Several concrete things: First, freeze your credit at all three bureaus (Equifax, Experian, TransUnion) and also at ChexSystems. This is free and prevents new accounts from being opened in your name without your knowledge. Second, use the free credit monitoring offered in this settlement if you qualify. Third, file a comment with the New York Attorney General’s office demanding stronger data security requirements for companies that collect Social Security numbers. Fourth, contact your state and federal legislators and demand mandatory minimum security standards for businesses storing sensitive personal data, with real penalties for CEOs whose companies experience preventable breaches. Fifth, when doing business with companies, ask whether they actually need your Social Security number; many requests are unnecessary. Collective pressure on lawmakers is the only structural solution.
What happens to employees whose data was stolen by their own employer?
Workers at Saratoga Harness Racing had no choice about whether their employer stored their Social Security numbers. Employers are legally required to collect SSNs for tax purposes. This means workers were compelled to hand over their most sensitive personal data to a company that then failed to protect it. The settlement covers employees as well as customers, and workers should absolutely file claims. But the deeper issue is that workers have no power over how their employers store personal data, making strong external regulation the only real protection. Employees cannot opt out of providing their SSN to their employer.

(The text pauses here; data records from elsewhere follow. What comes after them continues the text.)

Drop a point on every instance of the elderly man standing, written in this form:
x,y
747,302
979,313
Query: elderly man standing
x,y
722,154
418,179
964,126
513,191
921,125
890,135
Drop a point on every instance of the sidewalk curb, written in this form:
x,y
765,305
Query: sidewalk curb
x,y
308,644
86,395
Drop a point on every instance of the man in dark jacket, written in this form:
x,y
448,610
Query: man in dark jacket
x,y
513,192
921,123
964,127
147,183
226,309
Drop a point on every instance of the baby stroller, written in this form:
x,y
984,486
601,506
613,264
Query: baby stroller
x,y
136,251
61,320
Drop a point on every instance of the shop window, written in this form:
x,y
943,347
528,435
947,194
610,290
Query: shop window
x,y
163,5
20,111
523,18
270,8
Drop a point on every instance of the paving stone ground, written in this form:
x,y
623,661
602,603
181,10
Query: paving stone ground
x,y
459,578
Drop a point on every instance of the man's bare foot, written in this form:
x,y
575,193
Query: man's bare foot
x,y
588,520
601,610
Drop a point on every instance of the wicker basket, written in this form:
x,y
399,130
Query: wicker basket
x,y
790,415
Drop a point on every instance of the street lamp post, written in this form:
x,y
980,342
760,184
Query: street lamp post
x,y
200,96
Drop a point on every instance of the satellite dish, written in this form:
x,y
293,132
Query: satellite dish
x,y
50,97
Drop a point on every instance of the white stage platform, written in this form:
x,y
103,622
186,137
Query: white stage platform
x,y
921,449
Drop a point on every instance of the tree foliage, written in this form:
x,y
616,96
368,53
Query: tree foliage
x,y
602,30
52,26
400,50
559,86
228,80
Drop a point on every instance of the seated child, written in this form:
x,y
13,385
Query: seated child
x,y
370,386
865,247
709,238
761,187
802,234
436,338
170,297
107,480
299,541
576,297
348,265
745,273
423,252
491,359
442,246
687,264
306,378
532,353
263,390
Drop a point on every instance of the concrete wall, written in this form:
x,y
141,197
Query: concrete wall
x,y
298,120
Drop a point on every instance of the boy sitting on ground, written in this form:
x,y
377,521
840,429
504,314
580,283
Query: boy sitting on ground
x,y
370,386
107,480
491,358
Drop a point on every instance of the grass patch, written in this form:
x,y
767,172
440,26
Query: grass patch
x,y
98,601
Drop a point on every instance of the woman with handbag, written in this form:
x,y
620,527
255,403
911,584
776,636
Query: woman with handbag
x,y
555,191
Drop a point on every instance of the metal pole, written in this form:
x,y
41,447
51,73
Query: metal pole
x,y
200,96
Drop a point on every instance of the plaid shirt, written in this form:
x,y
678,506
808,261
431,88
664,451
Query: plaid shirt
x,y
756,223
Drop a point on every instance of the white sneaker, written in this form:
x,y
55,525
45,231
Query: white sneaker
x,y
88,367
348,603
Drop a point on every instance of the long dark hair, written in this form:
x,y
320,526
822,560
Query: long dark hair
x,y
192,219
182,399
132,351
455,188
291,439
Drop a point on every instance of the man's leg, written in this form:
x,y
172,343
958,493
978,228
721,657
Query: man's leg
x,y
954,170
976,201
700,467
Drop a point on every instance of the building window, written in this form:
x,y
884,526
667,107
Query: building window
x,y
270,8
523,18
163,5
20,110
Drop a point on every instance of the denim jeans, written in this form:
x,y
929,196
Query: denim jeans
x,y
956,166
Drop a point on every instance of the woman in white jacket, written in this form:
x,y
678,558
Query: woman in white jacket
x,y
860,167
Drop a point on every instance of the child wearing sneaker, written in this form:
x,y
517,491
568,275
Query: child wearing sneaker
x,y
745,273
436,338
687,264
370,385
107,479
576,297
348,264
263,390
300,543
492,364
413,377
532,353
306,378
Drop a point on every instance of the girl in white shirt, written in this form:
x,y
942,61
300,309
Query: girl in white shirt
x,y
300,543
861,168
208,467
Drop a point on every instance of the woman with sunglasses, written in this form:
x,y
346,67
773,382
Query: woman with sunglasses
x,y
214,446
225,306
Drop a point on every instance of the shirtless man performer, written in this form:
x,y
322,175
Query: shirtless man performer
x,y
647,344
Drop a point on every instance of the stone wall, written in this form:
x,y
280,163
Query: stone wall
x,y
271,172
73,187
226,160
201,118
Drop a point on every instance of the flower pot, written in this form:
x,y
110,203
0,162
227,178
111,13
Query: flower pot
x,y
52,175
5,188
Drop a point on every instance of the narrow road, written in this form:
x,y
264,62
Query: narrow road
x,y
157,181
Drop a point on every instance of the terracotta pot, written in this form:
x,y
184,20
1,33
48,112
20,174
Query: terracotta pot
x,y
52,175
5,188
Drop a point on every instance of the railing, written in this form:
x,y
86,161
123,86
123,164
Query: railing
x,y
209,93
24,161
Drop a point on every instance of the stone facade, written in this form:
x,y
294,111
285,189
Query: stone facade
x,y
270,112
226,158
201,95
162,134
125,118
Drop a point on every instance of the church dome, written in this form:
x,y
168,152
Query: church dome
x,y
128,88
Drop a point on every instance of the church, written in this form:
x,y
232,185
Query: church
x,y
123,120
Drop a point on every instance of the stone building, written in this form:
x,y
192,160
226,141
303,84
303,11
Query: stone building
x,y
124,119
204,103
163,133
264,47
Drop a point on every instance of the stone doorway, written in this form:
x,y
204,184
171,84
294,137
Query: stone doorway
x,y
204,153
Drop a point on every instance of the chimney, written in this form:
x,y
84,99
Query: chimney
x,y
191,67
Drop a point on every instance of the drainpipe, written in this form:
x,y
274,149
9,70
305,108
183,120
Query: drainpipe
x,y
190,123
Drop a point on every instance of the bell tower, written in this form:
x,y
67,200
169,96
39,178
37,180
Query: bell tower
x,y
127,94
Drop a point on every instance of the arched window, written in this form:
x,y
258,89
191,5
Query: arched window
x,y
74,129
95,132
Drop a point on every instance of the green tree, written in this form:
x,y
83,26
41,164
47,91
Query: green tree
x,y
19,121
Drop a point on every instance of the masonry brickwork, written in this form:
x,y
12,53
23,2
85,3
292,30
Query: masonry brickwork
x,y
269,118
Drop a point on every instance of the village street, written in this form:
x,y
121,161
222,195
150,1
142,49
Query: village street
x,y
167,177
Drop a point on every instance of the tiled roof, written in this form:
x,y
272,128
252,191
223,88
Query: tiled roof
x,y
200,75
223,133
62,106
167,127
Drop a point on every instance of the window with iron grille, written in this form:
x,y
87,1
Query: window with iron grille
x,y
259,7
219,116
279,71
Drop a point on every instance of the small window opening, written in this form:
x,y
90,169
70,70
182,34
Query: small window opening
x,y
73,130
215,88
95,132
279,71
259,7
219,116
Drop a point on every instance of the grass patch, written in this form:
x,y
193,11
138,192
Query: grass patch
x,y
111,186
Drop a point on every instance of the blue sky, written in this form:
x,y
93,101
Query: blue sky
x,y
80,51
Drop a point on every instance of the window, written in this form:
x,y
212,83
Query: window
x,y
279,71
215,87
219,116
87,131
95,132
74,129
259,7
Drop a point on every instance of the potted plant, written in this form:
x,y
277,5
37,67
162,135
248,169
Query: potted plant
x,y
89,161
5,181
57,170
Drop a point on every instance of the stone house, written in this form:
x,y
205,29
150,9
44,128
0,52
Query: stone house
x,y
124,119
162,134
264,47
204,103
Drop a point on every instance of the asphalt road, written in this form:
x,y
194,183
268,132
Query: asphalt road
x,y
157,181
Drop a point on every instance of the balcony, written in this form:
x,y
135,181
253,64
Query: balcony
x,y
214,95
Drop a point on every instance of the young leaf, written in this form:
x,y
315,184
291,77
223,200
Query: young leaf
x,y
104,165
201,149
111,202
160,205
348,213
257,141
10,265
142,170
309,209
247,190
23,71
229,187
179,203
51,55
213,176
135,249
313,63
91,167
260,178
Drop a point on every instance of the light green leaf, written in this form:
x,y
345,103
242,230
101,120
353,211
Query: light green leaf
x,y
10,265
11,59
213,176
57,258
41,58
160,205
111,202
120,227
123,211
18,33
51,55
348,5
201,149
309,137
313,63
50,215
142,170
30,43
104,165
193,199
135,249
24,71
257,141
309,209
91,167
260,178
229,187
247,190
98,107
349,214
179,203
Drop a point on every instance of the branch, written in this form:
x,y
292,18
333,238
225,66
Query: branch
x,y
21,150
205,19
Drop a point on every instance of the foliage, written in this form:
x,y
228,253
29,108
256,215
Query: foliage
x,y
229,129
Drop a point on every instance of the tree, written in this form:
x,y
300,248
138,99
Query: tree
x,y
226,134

Why does the company get the money back if victims don’t claim it?
This is a deliberate feature of many data breach settlements and it deserves scrutiny. When unclaimed funds revert to the defendant rather than going to a consumer protection fund, a cy pres organization, or remaining available for late claimants, it creates a structural incentive for companies to keep the claims process difficult to navigate. Low claim rates mean lower actual costs. Courts should require that unclaimed funds in data breach settlements go to organizations that fund digital security education or identity theft victim assistance, not back to the company that caused the harm.